The papers in this panel will focus on areas in South and Southeast Asia where there has been rapid ecological change due to human-induced development activity, natural disasters, climate change, or migration. Although there has been new research focused on the “anthropocene” which shows how local communities adapt to such changes, the role of language, multilingualism, and language ideologies in facilitating social adaptation and transformation is underexplored. These papers present case studies highlighting the response of multilingual communities to ecological change.

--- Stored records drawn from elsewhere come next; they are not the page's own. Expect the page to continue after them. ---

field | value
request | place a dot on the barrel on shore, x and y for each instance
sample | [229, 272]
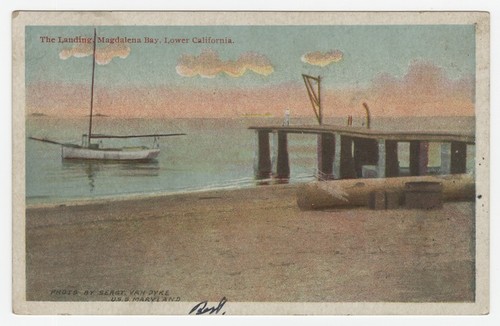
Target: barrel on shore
[359, 192]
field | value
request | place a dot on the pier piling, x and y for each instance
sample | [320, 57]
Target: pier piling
[262, 166]
[419, 157]
[326, 154]
[391, 159]
[281, 165]
[346, 170]
[349, 152]
[458, 160]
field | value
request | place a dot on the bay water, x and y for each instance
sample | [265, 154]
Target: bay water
[214, 154]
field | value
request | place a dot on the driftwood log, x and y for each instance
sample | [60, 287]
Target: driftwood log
[356, 192]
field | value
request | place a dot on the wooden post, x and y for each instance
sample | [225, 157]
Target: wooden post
[381, 159]
[458, 162]
[391, 159]
[262, 166]
[347, 170]
[445, 158]
[419, 151]
[281, 166]
[326, 153]
[365, 153]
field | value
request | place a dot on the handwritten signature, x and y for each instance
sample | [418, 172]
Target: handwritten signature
[202, 308]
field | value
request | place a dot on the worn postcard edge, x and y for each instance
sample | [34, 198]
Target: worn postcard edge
[21, 19]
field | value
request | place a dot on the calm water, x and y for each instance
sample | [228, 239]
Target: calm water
[215, 153]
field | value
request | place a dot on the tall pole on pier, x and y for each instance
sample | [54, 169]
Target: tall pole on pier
[92, 90]
[314, 97]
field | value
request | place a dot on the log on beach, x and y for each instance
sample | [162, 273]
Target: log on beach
[356, 192]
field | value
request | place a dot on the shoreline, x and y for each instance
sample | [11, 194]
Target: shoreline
[250, 244]
[161, 194]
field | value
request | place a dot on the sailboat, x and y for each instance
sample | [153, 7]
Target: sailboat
[89, 150]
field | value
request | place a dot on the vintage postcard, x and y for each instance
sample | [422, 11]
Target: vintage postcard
[239, 163]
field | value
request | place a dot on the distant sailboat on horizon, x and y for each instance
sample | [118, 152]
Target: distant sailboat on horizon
[93, 151]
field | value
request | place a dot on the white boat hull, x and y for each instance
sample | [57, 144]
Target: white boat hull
[119, 154]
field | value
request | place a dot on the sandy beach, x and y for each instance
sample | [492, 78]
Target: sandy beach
[250, 244]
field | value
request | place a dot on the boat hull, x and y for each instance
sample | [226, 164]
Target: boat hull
[83, 153]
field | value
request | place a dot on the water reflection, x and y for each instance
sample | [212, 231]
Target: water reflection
[112, 171]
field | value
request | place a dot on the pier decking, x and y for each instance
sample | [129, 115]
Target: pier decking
[346, 152]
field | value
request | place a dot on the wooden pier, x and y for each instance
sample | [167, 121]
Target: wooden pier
[350, 152]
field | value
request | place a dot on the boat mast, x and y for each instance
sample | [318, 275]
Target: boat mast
[92, 91]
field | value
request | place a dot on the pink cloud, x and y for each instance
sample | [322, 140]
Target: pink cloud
[103, 56]
[208, 64]
[322, 59]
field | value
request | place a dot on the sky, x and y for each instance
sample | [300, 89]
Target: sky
[398, 70]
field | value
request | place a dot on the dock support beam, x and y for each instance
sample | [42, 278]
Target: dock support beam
[262, 165]
[391, 159]
[445, 158]
[365, 153]
[347, 169]
[458, 159]
[419, 157]
[326, 153]
[381, 159]
[281, 165]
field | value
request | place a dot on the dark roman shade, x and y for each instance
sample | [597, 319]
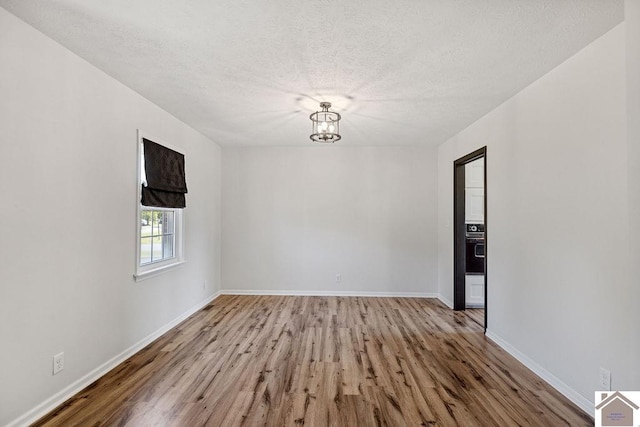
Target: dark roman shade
[166, 183]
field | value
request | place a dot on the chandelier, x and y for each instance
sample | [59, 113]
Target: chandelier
[325, 124]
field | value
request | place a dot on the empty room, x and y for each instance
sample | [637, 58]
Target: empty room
[319, 213]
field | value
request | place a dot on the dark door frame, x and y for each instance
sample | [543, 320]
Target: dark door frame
[459, 230]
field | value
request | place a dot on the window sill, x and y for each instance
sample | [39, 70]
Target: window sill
[147, 274]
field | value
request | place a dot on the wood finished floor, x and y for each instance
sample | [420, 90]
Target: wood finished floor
[318, 361]
[476, 314]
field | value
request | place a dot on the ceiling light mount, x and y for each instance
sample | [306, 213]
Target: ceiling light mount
[325, 124]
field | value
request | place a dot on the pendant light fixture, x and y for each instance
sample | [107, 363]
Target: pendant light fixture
[325, 124]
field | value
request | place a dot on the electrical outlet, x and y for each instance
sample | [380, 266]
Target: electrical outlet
[58, 363]
[605, 380]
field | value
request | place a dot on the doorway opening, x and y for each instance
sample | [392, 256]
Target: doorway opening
[470, 235]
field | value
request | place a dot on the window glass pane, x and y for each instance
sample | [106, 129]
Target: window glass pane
[167, 223]
[157, 233]
[156, 250]
[145, 250]
[167, 246]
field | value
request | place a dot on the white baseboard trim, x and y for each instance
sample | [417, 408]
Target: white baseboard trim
[54, 401]
[329, 293]
[445, 301]
[585, 404]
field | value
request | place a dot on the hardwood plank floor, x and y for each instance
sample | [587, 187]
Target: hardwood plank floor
[476, 314]
[339, 361]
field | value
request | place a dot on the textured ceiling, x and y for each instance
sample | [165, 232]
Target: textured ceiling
[249, 72]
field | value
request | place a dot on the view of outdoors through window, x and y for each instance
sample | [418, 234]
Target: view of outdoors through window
[157, 236]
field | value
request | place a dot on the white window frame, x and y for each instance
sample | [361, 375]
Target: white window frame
[153, 269]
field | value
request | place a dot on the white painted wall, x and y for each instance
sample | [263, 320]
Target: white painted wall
[632, 25]
[558, 227]
[295, 217]
[67, 224]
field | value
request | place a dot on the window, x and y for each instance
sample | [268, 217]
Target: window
[157, 236]
[159, 229]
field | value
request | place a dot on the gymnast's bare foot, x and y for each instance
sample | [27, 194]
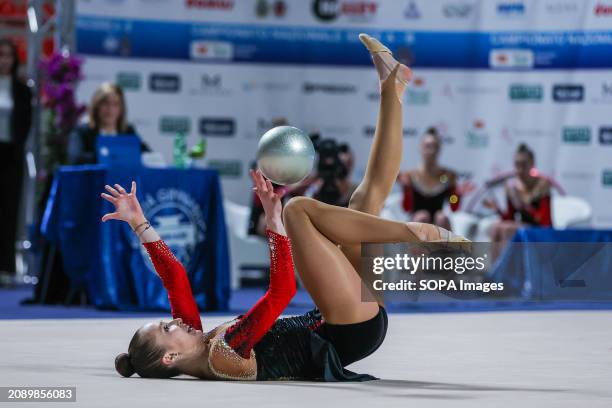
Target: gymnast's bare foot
[387, 66]
[433, 233]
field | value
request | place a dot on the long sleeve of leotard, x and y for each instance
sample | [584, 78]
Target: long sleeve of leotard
[243, 335]
[174, 278]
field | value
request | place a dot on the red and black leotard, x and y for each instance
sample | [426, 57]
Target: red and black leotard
[288, 348]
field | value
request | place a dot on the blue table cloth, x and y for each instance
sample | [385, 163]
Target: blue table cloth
[106, 259]
[549, 264]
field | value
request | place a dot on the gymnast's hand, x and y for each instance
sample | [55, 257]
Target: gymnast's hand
[127, 207]
[271, 202]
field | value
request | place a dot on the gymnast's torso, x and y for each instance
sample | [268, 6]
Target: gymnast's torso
[261, 346]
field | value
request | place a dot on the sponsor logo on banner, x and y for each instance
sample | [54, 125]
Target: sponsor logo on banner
[459, 10]
[164, 83]
[444, 132]
[226, 167]
[557, 7]
[576, 135]
[330, 10]
[568, 93]
[368, 131]
[477, 137]
[223, 5]
[129, 81]
[577, 175]
[412, 11]
[178, 219]
[224, 127]
[605, 93]
[606, 178]
[450, 90]
[256, 85]
[511, 58]
[418, 94]
[211, 50]
[530, 133]
[605, 135]
[603, 9]
[526, 93]
[174, 124]
[210, 84]
[511, 9]
[265, 8]
[330, 88]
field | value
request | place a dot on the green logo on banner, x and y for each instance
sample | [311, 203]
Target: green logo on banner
[577, 135]
[226, 168]
[531, 93]
[174, 124]
[129, 81]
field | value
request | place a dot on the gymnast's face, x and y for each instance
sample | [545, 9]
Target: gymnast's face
[430, 147]
[174, 335]
[522, 165]
[110, 109]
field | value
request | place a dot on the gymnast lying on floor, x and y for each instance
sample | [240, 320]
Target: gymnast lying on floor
[325, 242]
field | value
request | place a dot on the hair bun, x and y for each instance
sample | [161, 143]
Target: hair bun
[123, 365]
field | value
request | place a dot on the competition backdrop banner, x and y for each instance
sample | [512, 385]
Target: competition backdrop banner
[488, 74]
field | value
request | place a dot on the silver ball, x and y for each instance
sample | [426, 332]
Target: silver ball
[285, 155]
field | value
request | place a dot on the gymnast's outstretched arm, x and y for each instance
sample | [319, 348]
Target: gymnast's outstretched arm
[243, 335]
[168, 268]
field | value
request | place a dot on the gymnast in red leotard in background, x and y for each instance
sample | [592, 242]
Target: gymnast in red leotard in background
[325, 242]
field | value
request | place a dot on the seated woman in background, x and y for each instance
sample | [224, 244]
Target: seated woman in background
[108, 117]
[429, 186]
[527, 200]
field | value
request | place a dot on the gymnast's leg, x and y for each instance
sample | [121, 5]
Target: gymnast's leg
[316, 230]
[386, 152]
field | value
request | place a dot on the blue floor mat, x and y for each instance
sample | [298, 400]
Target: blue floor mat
[242, 300]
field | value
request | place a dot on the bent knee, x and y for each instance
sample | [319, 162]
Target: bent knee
[441, 219]
[297, 205]
[421, 216]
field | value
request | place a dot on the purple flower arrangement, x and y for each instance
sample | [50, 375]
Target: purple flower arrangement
[60, 75]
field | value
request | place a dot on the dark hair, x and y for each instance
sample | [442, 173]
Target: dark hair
[101, 93]
[524, 149]
[144, 358]
[5, 42]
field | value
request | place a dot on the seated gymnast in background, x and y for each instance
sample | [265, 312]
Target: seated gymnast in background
[428, 187]
[324, 241]
[527, 200]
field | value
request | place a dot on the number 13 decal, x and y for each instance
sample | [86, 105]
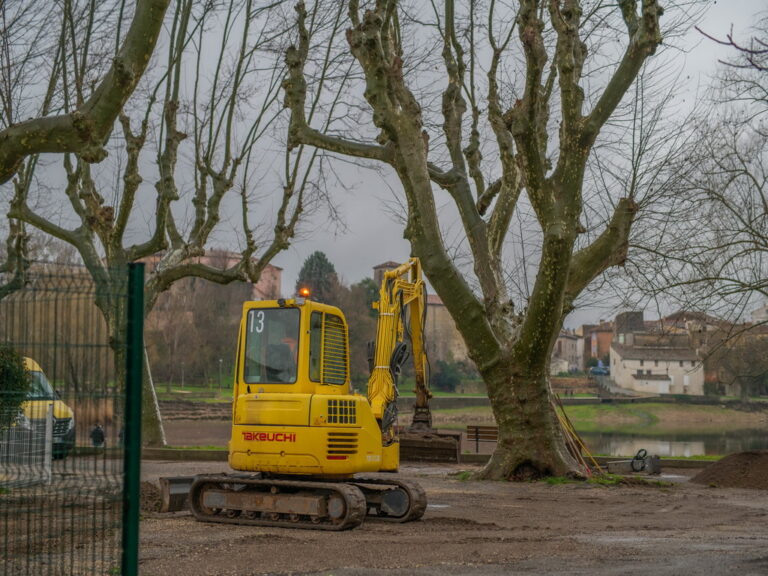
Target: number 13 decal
[259, 322]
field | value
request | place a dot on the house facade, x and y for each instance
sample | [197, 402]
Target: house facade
[654, 363]
[565, 353]
[595, 341]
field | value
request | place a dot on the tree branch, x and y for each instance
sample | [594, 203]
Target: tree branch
[85, 130]
[644, 38]
[609, 249]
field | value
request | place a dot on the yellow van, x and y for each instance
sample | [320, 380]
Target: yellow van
[42, 395]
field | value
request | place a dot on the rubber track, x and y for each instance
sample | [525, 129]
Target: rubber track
[353, 497]
[417, 498]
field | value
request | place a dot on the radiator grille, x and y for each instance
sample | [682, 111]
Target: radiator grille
[342, 443]
[334, 351]
[342, 412]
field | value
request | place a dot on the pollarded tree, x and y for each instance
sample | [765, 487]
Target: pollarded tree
[201, 127]
[512, 131]
[83, 128]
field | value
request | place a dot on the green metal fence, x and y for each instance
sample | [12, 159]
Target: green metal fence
[69, 462]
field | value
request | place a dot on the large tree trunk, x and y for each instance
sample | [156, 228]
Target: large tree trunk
[531, 443]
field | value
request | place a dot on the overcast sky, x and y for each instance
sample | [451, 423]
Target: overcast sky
[372, 235]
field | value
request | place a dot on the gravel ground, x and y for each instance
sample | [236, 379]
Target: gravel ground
[486, 529]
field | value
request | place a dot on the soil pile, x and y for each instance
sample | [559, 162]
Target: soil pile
[150, 500]
[741, 470]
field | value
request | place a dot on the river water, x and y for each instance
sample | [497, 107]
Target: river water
[677, 445]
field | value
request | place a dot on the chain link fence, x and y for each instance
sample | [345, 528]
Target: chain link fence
[69, 461]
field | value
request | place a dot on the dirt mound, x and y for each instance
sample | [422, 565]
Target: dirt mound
[150, 500]
[741, 470]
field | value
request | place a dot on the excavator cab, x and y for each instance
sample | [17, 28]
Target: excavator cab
[293, 412]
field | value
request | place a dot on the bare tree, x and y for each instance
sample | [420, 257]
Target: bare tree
[85, 127]
[203, 125]
[517, 124]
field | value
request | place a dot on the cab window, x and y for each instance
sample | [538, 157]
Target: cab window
[271, 346]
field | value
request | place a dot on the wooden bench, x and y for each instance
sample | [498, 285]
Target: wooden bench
[482, 434]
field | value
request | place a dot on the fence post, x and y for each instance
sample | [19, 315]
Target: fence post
[47, 467]
[132, 435]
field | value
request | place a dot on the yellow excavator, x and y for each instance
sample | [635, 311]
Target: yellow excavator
[301, 439]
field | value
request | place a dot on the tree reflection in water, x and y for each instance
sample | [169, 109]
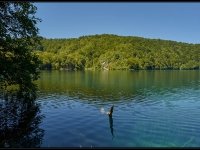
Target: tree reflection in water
[19, 119]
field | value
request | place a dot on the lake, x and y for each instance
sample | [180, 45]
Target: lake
[151, 109]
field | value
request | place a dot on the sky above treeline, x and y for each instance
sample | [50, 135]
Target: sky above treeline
[169, 21]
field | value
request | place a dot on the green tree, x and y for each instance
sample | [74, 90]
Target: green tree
[18, 38]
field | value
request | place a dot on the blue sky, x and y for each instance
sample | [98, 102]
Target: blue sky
[170, 21]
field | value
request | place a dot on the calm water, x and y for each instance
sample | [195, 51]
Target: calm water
[151, 109]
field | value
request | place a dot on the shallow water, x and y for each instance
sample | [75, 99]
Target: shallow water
[151, 108]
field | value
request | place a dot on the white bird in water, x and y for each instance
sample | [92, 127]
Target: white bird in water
[109, 112]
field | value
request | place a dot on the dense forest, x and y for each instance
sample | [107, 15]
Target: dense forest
[112, 52]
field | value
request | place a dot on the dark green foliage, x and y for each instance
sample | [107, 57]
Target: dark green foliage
[118, 52]
[18, 37]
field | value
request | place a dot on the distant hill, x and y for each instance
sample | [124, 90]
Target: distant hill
[113, 52]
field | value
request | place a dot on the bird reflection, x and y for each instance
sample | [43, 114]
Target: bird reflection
[19, 119]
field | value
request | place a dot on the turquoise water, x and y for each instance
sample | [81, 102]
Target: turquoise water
[151, 109]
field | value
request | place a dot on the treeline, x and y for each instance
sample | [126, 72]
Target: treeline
[112, 52]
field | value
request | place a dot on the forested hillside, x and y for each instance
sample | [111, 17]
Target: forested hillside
[112, 52]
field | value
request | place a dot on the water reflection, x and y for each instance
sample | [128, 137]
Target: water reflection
[20, 119]
[111, 126]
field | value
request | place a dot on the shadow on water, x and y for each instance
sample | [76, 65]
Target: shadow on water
[20, 119]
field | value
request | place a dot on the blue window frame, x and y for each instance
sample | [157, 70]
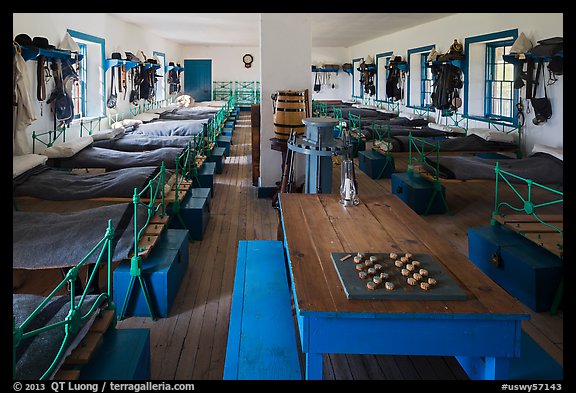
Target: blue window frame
[499, 96]
[422, 49]
[79, 86]
[379, 58]
[488, 40]
[90, 95]
[356, 74]
[426, 81]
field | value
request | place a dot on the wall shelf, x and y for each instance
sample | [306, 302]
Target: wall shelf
[518, 57]
[109, 63]
[32, 54]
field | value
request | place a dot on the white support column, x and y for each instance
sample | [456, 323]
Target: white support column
[285, 55]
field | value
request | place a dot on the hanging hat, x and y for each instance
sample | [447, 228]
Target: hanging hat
[68, 43]
[24, 40]
[42, 43]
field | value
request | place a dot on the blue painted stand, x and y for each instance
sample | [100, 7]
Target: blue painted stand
[217, 156]
[261, 338]
[357, 146]
[205, 178]
[526, 270]
[376, 165]
[224, 141]
[163, 271]
[195, 214]
[416, 192]
[204, 193]
[124, 354]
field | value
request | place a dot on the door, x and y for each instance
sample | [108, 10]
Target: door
[198, 79]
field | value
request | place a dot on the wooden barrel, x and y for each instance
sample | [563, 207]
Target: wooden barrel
[290, 107]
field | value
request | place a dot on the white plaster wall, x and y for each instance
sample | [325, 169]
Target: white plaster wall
[442, 32]
[285, 65]
[119, 36]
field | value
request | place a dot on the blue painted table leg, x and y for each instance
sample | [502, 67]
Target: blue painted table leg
[496, 368]
[313, 366]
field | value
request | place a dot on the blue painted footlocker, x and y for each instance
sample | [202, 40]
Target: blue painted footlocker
[205, 177]
[162, 271]
[225, 142]
[217, 155]
[124, 354]
[261, 337]
[527, 271]
[375, 165]
[419, 193]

The panel features papers by Vysakh R. (Doctoral student, IIT-Gandhinagar) entitled Name-avoidance and its effects on multilingualism: A perspective from Nicobar, which will examine how the linguistic taboo of taking the name of a deceased person in the Nicobar Island chain in the Indian ocean has led to linguistic innovation and the construction of new multilingual repertoires in the context of inter-island migration and ecological change in the aftermath of the 2004 tsunami. Sakuntala Longkumer (Postdoctoral Fellow, IIT-Gandhinagar) in her paper Nagamese: The language of belonging in Multilingual Nagaland will focus on city of Dimapur in Northeast India, analyzing the relation between multilingualism, language, and space among different generations of urban residents. Nishaant Choksi and Kalpesh Rathwa (IIT-Gandhinagar) in their paper, Multilingualism and the vocabularies of displacement in Western India will address the reorganization of multilingualism in the aftermath of forced displacement and resettlement of indigenous communities in western India as a result of dam construction. Finally, Sommor Panyavong (National University of Laos), Khammanh Siphanxay (Lao Academy of Socio-Economic Science) and Bouathong Xaimaly (Researcher, Samphanh District) will present on Ritual multilingualism in ecologies of human-spirit symbiosis, focusing on the organization of multilingual language use within the changing ecology of Northern Laos with regard to ritual interactions with local landscape spirits.
The discussant for the panel will be Nathan Badenoch, Villanova University.”
Keywords: Multilingualism, Ecology, Language ideology, Speech community, Migration, Performance.